Travel sheets improve communication and minimize missed charges during veterinary appointments.
Vaccines, lab work, treatments, and medications-everything you do for a patient all in one place? Sign me up, says Dr. Jeff Rothstein, MBA, a Veterinary Economics Editorial Advisory Board member and president of Progressive Pet Animal Hospitals and Management Group in Michigan. For years, he's used travel sheets to track services and products used during patient visits, and he continues to refine these one-page forms.
Travel sheets are so named because they "travel" with patients and clients: from the front desk to the exam room to the treatment area and back to the front desk. They help improve communication, remind staff, and guide veterinarians in educating to clients. Everything a patient needs during a visit gets checked off, circled, and initialed.
"A travel sheet is a reminder to explain the treatment plan and the progress of an exam to the client," Dr.

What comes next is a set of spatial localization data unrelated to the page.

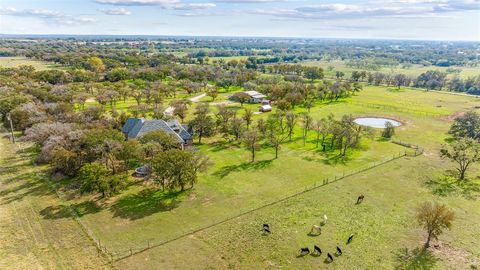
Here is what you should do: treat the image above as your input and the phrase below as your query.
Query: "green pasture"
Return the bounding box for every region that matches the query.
[0,57,60,70]
[302,60,480,79]
[71,86,479,268]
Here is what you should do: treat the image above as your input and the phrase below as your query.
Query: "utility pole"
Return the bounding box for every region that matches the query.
[6,113,15,144]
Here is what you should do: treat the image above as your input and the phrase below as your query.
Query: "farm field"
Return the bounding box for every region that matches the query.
[0,57,59,70]
[302,60,480,79]
[50,85,480,269]
[0,136,111,270]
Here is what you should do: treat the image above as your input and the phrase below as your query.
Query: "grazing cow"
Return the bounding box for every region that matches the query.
[347,234,354,244]
[262,224,270,234]
[322,214,328,225]
[336,246,343,256]
[299,247,310,256]
[356,195,365,204]
[314,245,322,255]
[310,225,321,235]
[327,253,334,262]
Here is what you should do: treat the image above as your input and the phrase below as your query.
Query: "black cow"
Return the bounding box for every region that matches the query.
[314,245,322,255]
[262,224,270,234]
[356,195,365,204]
[299,247,310,256]
[336,246,343,256]
[347,234,354,244]
[327,253,334,262]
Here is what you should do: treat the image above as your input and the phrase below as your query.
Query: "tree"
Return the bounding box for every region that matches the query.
[449,111,480,141]
[151,149,198,191]
[207,87,218,101]
[189,103,216,143]
[416,202,454,249]
[171,100,190,122]
[229,116,245,141]
[88,57,105,74]
[117,140,143,171]
[234,92,250,107]
[394,74,409,89]
[303,66,323,82]
[382,122,395,138]
[242,130,260,162]
[285,112,297,141]
[301,113,312,145]
[313,118,328,149]
[243,108,254,129]
[335,71,345,79]
[440,138,480,180]
[266,113,287,159]
[79,162,128,198]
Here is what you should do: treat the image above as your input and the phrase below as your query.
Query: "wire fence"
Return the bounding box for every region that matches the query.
[110,145,422,262]
[40,139,423,263]
[43,177,115,262]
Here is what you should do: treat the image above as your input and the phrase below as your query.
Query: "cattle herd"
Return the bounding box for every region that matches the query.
[262,195,365,263]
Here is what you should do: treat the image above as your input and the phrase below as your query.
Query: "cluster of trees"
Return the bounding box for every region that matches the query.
[189,103,371,162]
[3,38,477,69]
[0,64,212,198]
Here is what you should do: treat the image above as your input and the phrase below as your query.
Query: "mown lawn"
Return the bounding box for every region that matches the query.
[56,85,480,269]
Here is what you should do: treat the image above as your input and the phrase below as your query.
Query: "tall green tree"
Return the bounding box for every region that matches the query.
[449,111,480,141]
[242,130,260,162]
[189,103,216,143]
[440,138,480,180]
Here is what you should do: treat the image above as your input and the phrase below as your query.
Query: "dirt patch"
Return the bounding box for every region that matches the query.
[431,241,478,270]
[188,192,197,201]
[441,111,465,122]
[202,197,212,206]
[211,101,234,106]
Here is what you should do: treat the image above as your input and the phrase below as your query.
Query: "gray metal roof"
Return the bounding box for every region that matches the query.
[123,118,192,143]
[122,118,143,134]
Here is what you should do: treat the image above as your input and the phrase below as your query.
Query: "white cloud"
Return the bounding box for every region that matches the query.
[172,3,216,10]
[94,0,180,6]
[249,0,480,20]
[100,7,132,15]
[0,7,96,25]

Rothstein says. "It's a major communication tool for clients and staff."
The travel sheet also helps the practice financially. Receptionists compare transactions listed on the travel sheet to items entered in the computer in order to catch missed charges. And a practice manager checks all the forms again at the end of every day. "You never want to call a client three weeks after the visit to say you forgot to charge for that fecal," Dr. Rothstein says.
Dr. Rothstein organizes his travel sheet according to the structure of a typical visit-first comes the exam, followed by vaccines, lab work, treatments, anesthesia, procedures, and prescribed medication.
Team members use the travel sheet during every visit from start to finish. At the front desk, receptionists circle expected care-for example, wellness exam, vaccines, heartworm test, and stool sample. Technicians and doctors add procedures and observations as necessary through a visit or hospitalization.
Dr. Rothstein has added one more innovation to his travel sheet: a carbon copy. "We take off the second sheet and give it to the receptionist to input in the computer while the team members in the back complete tasks," Dr. Rothstein says. "This saves the client time."